SM13G-08:
Propagation of Pi2 Pulsations through the Braking Region: Results from UCLA and Lyon-Fedder-Mobarry Global MHD Simulations

Monday, 15 December 2014: 3:16 PM
Jodie Barker Ream1, Raymond J Walker2, Margaret Kivelson1, Maha Ashour-Abdalla3, Mostafa El-Alaoui4 and Michael James Wiltberger5, (1)University of California Los Angeles, Los Angeles, CA, United States, (2)University of California Los Angeles, Earth, Planetary, and Space Sciences, Los Angeles, CA, United States, (3)UCLA-IGPP, Los Angeles, CA, United States, (4)University of California Los Angeles, Physics and Astronomy, Los Angeles, CA, United States, (5)National Center for Atmospheric Research, High Altitude Observatory, Boulder, CO, United States
Abstract:
The relationship between the onset of Pi2 pulsations in ground magnetometers and substorm onset has been used extensively over the years to determine when and where substorm onset takes place. However, there are still many questions concerning how and where the Pi2 pulsations themselves are generated, how they propagate through the system, and their relationship to flow bursts in the plasma sheet.

In order to investigate Pi2 generation and propagation through the magnetosphere, and their relationship to bursty flows, we have modeled a substorm on 14-Sep-2004 using both the Lyon-Fedder-Mobarry (LFM) and the UCLA 3D global magnetohydrodynamic (MHD) models.

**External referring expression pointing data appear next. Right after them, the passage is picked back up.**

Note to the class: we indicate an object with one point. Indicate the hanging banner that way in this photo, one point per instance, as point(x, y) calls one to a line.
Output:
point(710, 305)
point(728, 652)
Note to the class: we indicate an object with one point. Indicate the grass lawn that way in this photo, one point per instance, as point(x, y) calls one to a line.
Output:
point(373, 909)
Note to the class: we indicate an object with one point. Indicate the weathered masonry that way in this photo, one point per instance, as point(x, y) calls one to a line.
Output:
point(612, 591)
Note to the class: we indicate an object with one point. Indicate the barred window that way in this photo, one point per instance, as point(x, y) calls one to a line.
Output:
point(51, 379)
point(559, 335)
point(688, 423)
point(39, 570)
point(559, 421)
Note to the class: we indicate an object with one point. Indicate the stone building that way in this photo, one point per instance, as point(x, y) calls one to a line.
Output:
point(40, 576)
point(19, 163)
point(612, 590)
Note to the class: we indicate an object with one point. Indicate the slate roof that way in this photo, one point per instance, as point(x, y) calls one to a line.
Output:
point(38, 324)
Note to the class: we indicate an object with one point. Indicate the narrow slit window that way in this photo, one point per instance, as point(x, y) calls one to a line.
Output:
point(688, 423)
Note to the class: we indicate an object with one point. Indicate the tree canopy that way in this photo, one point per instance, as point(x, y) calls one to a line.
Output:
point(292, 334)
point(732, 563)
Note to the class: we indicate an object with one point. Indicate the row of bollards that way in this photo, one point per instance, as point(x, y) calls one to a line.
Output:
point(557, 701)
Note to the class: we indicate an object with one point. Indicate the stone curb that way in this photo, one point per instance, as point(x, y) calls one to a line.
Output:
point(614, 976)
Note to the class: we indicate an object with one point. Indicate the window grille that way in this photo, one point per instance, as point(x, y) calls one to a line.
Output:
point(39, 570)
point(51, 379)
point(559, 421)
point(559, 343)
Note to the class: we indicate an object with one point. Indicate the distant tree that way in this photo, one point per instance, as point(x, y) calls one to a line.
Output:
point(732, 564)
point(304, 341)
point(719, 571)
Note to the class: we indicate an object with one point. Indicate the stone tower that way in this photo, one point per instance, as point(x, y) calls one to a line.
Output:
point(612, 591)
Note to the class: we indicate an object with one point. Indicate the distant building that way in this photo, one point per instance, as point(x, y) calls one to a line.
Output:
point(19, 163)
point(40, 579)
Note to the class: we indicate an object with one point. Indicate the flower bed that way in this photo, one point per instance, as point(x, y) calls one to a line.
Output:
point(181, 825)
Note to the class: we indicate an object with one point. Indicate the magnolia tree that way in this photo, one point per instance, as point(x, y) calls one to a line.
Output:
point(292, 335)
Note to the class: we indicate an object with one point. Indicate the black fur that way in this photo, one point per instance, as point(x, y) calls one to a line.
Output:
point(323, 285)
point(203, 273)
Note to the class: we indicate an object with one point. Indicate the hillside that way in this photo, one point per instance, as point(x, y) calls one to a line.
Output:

By using two different models we show that the perturbations develop as a result of the equations, and do not depend on the set-up or numerical methods used in a particular model. The results from both models show that, in the braking region, the region where flows are slowed as they approach the inner edge of the plasma sheet, Pi2 period pulsations develop in the magnetic field, velocity, and pressure, concurrently with the arrival of fast earthward flows and their associated dipolarization fronts. The disturbance generated by the fast flows at the inner edge of the plasma sheet creates Alfvén waves that map to auroral regions and compressional waves that propagate deeper into the inner magnetosphere. The fast flows also generate Pi2 period fluctuations in the field aligned currents at the inner edge of the plasma sheet and in the inner magnetosphere.